Our Madness begins in an asylum and we settle in João Viana’s cinema, which is as dreamlike as it is mythological. Following the work he did in his first feature film, A Batalha de Tabatô (IndieLisboa 2013), the director follows Ernania’s drift through Mozambique, while she looks for her husband and son.
Sol Carvalho’s Mabata Bata, which also takes place in the African continent, is an adaptation of Mia Couto’s The Day Mabata-Bata Exploded. Also in the realm of literature, the special shorts screening, dedicated to poet and writer Fernando Pessoa, will also be a highlight of the festival, with Julia Buisel’s How Many Times Have You Dreamt about Me? and Luís Alves de Matos’s The Passenger.
Meanwhile, in Évora, we will take a look at 81 year old sculptor João Cutileiro’s work, with Flesh and Stone, directed by Graça Castanheiro. In the same city, we follow the discovery of Lisbon by artist Faustin Linyekula, through the work he developed in 2017 with the students of ESTC and the various shows he presented in the main cultural venues of the capital, in Miguel Muchá’s Nunca as Minhas Mãos Ficam Vazias.
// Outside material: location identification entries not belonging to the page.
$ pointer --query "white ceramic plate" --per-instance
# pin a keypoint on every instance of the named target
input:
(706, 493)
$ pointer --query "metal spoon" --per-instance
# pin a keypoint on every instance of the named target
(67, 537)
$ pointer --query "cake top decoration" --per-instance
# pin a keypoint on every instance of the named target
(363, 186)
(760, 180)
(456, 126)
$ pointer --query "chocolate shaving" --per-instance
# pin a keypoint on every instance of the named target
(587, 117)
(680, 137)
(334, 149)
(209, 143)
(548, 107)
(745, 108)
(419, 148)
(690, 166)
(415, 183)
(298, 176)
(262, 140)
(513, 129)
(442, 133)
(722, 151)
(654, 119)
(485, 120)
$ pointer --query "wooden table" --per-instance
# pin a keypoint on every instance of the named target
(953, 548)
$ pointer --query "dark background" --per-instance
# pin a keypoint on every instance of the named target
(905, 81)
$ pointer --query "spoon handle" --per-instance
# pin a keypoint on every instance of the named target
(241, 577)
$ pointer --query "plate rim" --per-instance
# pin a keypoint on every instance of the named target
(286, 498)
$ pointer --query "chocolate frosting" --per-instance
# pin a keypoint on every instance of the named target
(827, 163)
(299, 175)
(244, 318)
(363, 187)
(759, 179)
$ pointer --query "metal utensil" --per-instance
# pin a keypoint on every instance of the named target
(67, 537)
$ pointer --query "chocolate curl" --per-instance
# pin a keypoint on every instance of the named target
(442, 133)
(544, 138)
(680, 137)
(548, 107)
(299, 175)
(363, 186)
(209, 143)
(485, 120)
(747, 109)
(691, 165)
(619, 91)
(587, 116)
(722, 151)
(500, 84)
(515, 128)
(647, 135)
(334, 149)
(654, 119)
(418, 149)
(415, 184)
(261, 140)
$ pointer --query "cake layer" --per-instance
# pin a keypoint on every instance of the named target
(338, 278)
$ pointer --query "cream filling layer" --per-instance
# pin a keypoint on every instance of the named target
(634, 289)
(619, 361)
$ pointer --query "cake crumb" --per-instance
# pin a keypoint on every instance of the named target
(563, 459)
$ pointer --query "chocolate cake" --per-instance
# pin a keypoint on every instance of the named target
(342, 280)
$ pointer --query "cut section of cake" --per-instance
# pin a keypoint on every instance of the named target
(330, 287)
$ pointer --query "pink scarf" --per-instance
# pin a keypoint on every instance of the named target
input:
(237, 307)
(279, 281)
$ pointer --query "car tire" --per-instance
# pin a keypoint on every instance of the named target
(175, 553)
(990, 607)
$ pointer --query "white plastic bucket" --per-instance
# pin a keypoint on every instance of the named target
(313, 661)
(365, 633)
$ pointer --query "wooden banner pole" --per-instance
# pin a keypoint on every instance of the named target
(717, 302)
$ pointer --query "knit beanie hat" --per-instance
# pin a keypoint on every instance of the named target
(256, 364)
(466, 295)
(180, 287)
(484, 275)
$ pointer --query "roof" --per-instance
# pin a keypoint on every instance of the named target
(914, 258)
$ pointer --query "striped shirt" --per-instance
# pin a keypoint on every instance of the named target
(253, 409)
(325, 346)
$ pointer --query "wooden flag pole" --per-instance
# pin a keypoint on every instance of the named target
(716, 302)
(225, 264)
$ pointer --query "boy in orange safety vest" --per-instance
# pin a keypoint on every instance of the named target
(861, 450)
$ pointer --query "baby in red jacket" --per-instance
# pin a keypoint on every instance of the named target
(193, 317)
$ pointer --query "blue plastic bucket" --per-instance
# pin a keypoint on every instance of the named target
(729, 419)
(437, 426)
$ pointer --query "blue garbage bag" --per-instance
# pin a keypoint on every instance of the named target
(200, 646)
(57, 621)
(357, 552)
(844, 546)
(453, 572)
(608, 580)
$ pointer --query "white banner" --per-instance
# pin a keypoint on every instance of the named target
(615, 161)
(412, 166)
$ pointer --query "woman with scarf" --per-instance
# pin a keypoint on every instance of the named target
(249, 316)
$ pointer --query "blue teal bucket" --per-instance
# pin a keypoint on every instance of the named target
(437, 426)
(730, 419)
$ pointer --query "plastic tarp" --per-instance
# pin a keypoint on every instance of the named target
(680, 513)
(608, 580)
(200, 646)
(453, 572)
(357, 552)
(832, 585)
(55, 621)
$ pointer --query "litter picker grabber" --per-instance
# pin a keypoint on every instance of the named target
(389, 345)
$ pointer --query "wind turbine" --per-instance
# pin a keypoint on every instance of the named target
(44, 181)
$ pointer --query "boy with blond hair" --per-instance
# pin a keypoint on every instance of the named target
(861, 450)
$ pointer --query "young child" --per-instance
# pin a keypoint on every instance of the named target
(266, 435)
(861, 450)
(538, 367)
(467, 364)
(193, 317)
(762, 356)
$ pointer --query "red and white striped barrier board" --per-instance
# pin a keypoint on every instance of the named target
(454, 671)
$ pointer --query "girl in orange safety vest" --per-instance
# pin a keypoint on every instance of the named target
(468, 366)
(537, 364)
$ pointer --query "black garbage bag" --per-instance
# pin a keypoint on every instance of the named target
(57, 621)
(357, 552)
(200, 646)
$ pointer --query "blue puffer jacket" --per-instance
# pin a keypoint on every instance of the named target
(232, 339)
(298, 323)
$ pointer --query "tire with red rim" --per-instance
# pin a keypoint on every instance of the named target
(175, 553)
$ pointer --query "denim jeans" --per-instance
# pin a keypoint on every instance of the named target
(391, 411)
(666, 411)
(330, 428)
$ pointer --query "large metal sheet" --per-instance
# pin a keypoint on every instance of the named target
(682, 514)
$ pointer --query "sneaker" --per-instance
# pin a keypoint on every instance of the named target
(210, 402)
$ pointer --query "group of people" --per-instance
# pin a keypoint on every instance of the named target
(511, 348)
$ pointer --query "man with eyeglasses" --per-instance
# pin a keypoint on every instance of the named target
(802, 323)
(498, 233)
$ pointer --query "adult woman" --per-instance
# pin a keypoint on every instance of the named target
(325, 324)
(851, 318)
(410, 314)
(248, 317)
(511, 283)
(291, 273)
Under the Sky, by Nicholas Oulman, traces a story about the exodus that forced millions of Jews to head south when Hitler’s time came. Based on the memories of some survivors (now in their eighties), this is a film that describes the memories of a refugee crisis that found (for over 100,000 people) a safe haven in Portugal. Last but not least, it is worth mentioning Sandro Aguilar’s intriguing cinema sprinkled with science fiction elements, in Mariphasa.